Perhaps more correctly, it's called 'Boning-In', and requires at least one rod to do it properly. But despite sounding all carnal and dirty, there's nothing exciting about it at all, although getting dirty is just about assured. In fact, it's a tried-and-tested method of getting a trench excavated to the correct depth said to date back to construction sites in Sumeria and Ancient Egypt.
A drainage pipe, for example, be it for sewage or for just dull old ditchwater, typically needs to be laid to a fall, running downhill, and on an even gradient. It hasn't got to go up and down like a country walk, but smooth and even and flat, although not in the horizontally level sense because then it won't be conducive to flow at all. In essence, the pipes must be laid on a single straight line which is the shortest distance between two points in three-dimensional space, with the upstream end higher than its opposite number downstream. Indeed, a 'bone' is an Old English word for a slope or gradient.
In order to achieve this goal, the trench bottom must be equally accurately excavated, such that the bottom of the trench is parallel to the intended vertical alignment of the pipes. To effect this without either sophisticated electronic equipment or being permanently1 welded to the eye-socket of one's surveying equipment, it is convenient to set up a boning system, which the trench-gang can operate without excessively vigilant supervision.
First of all, construct a boning rod. This is an object shaped like the letter T, not unlike an outsized set-square which comprises a vertical staff (perhaps a piece of 50mm x 12mm wood) and a flat plank-like piece (also 50mm x 12mm) being the horizontal part. The two should be secured perpendicularly, perhaps with some bracing. Normally, the horizontal part should be in the order of a metre long, and the vertical part should be about a metre or so longer than the deepest part of the trench.
Then, establish two site rails, one at the upstream end of the trench and one at the downstream end of the trench. Each site rail will consist of a similar flat plank-like piece set by means of accurate survey and typically some nifty carpentry in a vertical position such that the distance from the top of the site rail to the intended trench bottom is equal to the length of the boning-rod staff from the upperside of its respective horizontal piece. Moreover, but equally importantly, each site rail should be established so that the horizontal section of the rail is perpendicular to and preferably intersects with at least some of the intended trench. For longer trenches, say greater than 50m, intermediate site rails may need to be established.

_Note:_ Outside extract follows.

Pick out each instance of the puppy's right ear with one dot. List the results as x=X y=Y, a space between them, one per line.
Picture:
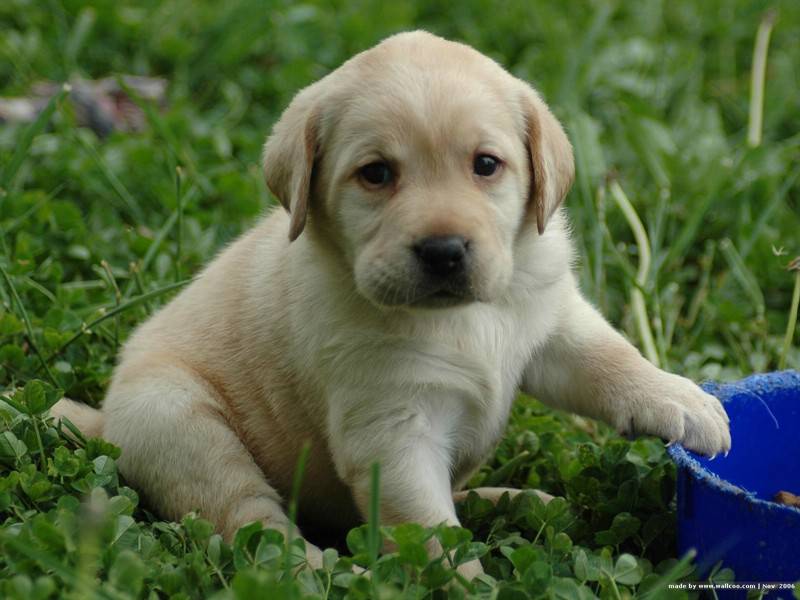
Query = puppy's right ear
x=289 y=155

The Ins And Outs Of Boning
Start digging. As the trench deepens, a chainman (a surveyor's assistant) or other suitably trained and equipped fellow should hold the boning rod (or 'traveller') dead vertical in normal T-orientation so that the staff touches the bottom of the trench and the horizontal section is perpendicular to the axis of the trench.
A second member of personnel, perhaps a supervisor, will align by eye the top of the two site-rails by standing beyond one of the trench ends. If the trench is not deep enough the horizontal flat of the boning rod will stand proud of this sight-line. If the trench is too deep, the horizontal flat boning rod will be below the sight-line, and will need a bit of filling in. If the trench is dug just right, the top of the boning-rod will align nicely with the site-line between the two site-rails. Job's a good'un.
Keep boning until the trench is well and truly dug.
Work safely. Be properly trained. If you do not know the relevant health and safety requirements, you should take advice from the relevant statutory safety body, for example the Health and Safety Executive in the UK, before commencing any excavation.